Não é a toa que o Cara ontem, em Dakar, no Fórum Social Mundial, exibiu orgulhosamente a camiseta da CUFA. Faz tempo que Lula entendeu o recado que vem dos morros e favelas do Brasil.

A CUFA está disposta a dividir o que aprendeu com todos aqueles dispostos a abraçar a idéia de que um país democrático só se faz quando não existe cidadãos de primeira, segunda e terceira classe.

A CUFA vem ressignificando o Brasil. Descanse em paz Pereira Passos, o Municipal é nosso, do povo brasileiro. O Brasil é do povo brasileiro e é por isso que lugar de preto, de branco, de amarelo, de tudo junto e misturado é no Municipal.

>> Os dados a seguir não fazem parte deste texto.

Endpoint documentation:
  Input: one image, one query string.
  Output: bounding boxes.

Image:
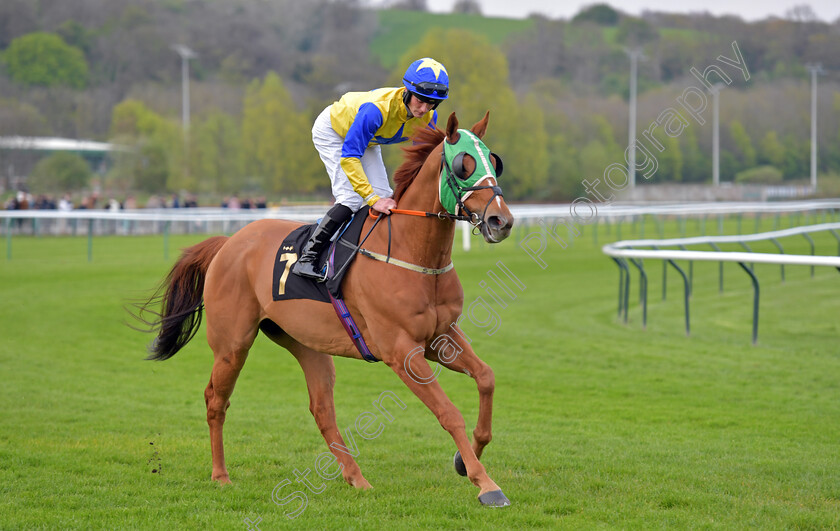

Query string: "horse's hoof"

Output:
[452,450,467,476]
[478,490,510,507]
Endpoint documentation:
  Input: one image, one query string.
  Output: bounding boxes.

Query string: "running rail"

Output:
[602,223,840,344]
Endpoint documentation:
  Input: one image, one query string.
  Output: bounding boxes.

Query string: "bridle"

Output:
[368,131,504,231]
[441,144,504,229]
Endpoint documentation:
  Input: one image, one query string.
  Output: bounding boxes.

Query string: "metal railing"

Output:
[602,223,840,344]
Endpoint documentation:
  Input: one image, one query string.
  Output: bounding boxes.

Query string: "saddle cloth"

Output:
[271,207,370,302]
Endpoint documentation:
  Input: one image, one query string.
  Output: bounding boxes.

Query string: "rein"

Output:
[352,130,502,275]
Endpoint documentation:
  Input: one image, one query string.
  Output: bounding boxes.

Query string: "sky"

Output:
[426,0,840,22]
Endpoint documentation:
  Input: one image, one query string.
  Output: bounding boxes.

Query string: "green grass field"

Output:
[0,214,840,530]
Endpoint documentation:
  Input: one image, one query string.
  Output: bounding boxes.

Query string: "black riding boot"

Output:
[292,204,353,280]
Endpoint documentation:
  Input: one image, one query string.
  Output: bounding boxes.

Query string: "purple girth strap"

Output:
[327,243,379,363]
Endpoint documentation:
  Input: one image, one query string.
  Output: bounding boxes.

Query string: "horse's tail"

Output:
[137,236,228,361]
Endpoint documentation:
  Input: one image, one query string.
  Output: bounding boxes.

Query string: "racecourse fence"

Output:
[6,200,840,259]
[603,223,840,344]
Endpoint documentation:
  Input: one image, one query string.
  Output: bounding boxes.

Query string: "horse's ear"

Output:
[446,112,461,144]
[471,111,490,138]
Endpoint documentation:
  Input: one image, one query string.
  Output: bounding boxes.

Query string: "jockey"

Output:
[292,57,449,280]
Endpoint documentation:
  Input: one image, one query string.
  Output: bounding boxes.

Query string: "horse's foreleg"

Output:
[204,350,248,484]
[287,342,371,489]
[386,349,510,505]
[426,336,496,458]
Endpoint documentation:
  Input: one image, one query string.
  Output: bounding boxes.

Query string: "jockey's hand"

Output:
[370,197,397,214]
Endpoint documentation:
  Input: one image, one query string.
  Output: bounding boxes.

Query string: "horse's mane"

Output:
[394,127,446,202]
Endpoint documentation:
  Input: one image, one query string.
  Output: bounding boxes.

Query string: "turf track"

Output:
[0,215,840,530]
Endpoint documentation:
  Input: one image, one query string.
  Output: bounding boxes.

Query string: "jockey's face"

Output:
[408,94,433,117]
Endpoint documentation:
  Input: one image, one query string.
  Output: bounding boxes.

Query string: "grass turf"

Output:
[0,214,840,529]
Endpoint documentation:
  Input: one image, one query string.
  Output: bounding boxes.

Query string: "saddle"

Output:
[271,207,379,363]
[271,207,370,302]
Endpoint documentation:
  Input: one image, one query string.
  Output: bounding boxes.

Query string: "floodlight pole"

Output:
[805,63,823,193]
[624,48,645,188]
[172,44,198,135]
[709,83,724,188]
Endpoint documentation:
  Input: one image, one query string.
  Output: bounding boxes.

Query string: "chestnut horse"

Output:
[141,113,513,506]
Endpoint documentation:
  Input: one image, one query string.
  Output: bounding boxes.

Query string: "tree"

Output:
[27,151,91,193]
[190,111,243,194]
[615,17,659,46]
[3,32,88,89]
[398,28,548,198]
[110,100,182,193]
[452,0,481,15]
[729,120,756,169]
[242,72,322,194]
[758,130,785,169]
[572,4,621,26]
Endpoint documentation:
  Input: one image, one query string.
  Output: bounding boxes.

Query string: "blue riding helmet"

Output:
[403,57,449,103]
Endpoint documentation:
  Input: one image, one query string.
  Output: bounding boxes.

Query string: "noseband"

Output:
[440,129,504,229]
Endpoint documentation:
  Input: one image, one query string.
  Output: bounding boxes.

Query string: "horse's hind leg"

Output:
[204,300,258,484]
[262,326,371,489]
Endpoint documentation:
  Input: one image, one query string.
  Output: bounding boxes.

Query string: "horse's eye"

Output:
[490,151,505,178]
[452,153,472,181]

PS. Quanto a esta blogueira suja que vos fala, fui na estica, busquei honrar o convite especial que recebi do grande organizador desta festa maravilhosa, Celso Athayde.

Já ganhei dois prêmios Jabuti que ocorrem em espaços suntuosos na capital paulista e posso garantir a vocês, com todo o luxo e importância do Jabuti, o prêmio Anu fez bonito, em beleza, luxo, calor humano, celebridades e, principalmente, em dar visibilidade aos protagonistas que com seu trabalho fazem a diferença neste país. Valeu, Celso! Tamo juntos e misturados.

A cantora Sandra de Sá que incendiou o Municipal durante cerimônia do Prêmio Anu. Somos todos sarará, crioulo! Mv Bill e Nega Gizza e o Anu Preto tão cobiçado. Dudu Nobre, banda e o painel representando favelas cariocas, Prêmio Anu, 2011.